Non era previsto che sopravvivessimo

Non era previsto che sopravvivessimo: Giulia Balbilla | L’Altrove

Giulia Balbilla (72 d.C. – dopo il 130 d.C.) fu una nobile e poeta romana.
È conosciuta per aver accompagnato l’imperatore Adriano e l’imperatrice Vibia Sabina nella provincia dell’Egitto dove diverse sue poesie furono iscritte ai piedi del Colosso di Memnone a Tebe. Era la nipote di Tiberio Claudio Balbillo, prefetto d’Egitto sotto l’imperatore Nerone, e di Antioco IV, re di Commagene.

Conosciamo quindi Gulia Balbilla dalle tre o forse quattro sue poesie che sopravvivono come iscrizioni sul piede destro del Colosso di Memnone nella città di Tebe nell’Alto Egitto. Queste commemorano un pellegrinaggio che fece lì con Adriano e Sabina il 20 novembre 130 d.C. Delle 39 iscrizioni in versi per lo più greci sul Colosso, le poesie di Balbilla sono significative per la loro erudizione letteraria e storica.

Balbilla discendeva da diverse generazioni di cortigiani potenti e colti vicini agli ambienti dominanti dell’Impero Romano. In una poesia nomina i suoi due famosi nonni, Antioco IV , re di Commagene, da parte di padre e T. Claudio Balbillus da parte di madre. La famiglia di suo padre era tra gli eredi macedoni delle conquiste di Alessandro Magno. È probabile che questa famiglia risiedesse in parte a Roma e conoscesse le famiglie di diversi imperatori.
Quando mezzo secolo dopo sua nipote Balbilla si recò in Egitto con l’imperatore Adriano, era prevedibile che la compagnia imperiale avrebbe visitato il Colosso di Memnone. I Greci e i Romani credevano che il Colosso rappresentasse l’eroe Memnone, figlio di Titone (fratello di Priamo, re di Troia) e di Eos, dea dell’alba. Achille uccise Memnone nella guerra di Troia. In realtà, il Colosso onorava il faraone egiziano Amenhotep III. Era un’attrazione turistica in epoca romana a causa dei suoni musicali che a volte produceva nelle prime ore del mattino, quando si diceva che Memnone stesse parlando con sua madre. La maggior parte delle iscrizioni sul Colosso, compresa quella di Balbilla, si riferiscono a questi suoni.

Gli epigrammi di Giulia Balbilla

È chiaro dalle sue poesie che Balbilla è a conoscenza di una tradizione egiziana nativa del Colosso.

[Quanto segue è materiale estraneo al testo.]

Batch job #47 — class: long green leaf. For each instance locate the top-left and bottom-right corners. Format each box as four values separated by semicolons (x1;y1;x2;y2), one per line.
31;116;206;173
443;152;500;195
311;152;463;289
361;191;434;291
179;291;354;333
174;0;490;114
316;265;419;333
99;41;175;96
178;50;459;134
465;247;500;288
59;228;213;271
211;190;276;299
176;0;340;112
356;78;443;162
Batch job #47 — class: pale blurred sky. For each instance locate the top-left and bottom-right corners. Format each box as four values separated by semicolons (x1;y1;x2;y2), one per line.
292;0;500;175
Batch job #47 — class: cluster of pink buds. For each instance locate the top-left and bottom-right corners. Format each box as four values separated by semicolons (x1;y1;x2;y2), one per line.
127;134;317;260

Ma in linea con un argomento adatto al gusto imperiale, scrive naturalmente dalla prospettiva mitologica greca. Le sue poesie utilizzano un greco altamente letterario in cui predomina il dialetto eolico, il dialetto del poeta greco arcaico Saffo . Una poesia è stata vista come una scusa per l’incisione dell’iscrizione stessa. Balbilla contrappone la sua pietà e quella dei suoi nonni a quella del “barbaro senza Dio Cambise”, il conquistatore persiano dell’Egitto che deturpò il Colosso e in seguito fu punito con la morte. È chiaramente orgogliosa degli scrupoli religiosi della sua famiglia ma non manca di ricordare anche la pietà di Adriano e Sabina. È interessante notare che non è l’unica poetessa ad aver iscritto la sua poesia sul Colosso nei tempi antichi: anche Caecilia Trebulla ha lasciato lì le sue poesie.

Abbiamo parlato di Caecilia Trebulla in questo articolo

La statua potrebbe aver ricordato a Balbilla le sculture sul monte Nemrut e il mausoleo del suo antenato, Antioco I Theos di Commagene , ai discendenti dei quali fa riferimento nelle sue poesie. Sebbene gli epigrammi fossero iscrizioni pubbliche approvate, in onore della famiglia imperiale romana, sono in qualche modo simili ai graffiti . Hanno elementi di spirito, storia e mitologia scritti in tono omerico. Le poesie mostrano un buon uso di metafore , echi verbali e sonori. Ispirandosi a Saffo , Balbilla ha utilizzato anche temi lirici tradizionali: l’amore per la canzone e la simpatia per le Muse.


Il primo e il secondo epigramma raccontano la storia del mitico re dell’Etiopia Memnone, ucciso da Achille a Troia e reso immortale dal dio Zeus. Balbilla non si rivolge a Memnone ma adula Adriano e Sabina.
Non abbiamo ulteriori dettagli sulla vita personale di Balbilla, ma la sua esistenza stessa – come donna di discendenza reale macedone che apparteneva alla cerchia di uno degli imperatori romani più colti e che scrisse memorabili poesie greche in Egitto con rispettosa consapevolezza delle tradizioni native – indica qualcosa sull’inclusività della cultura imperiale romana del tempo.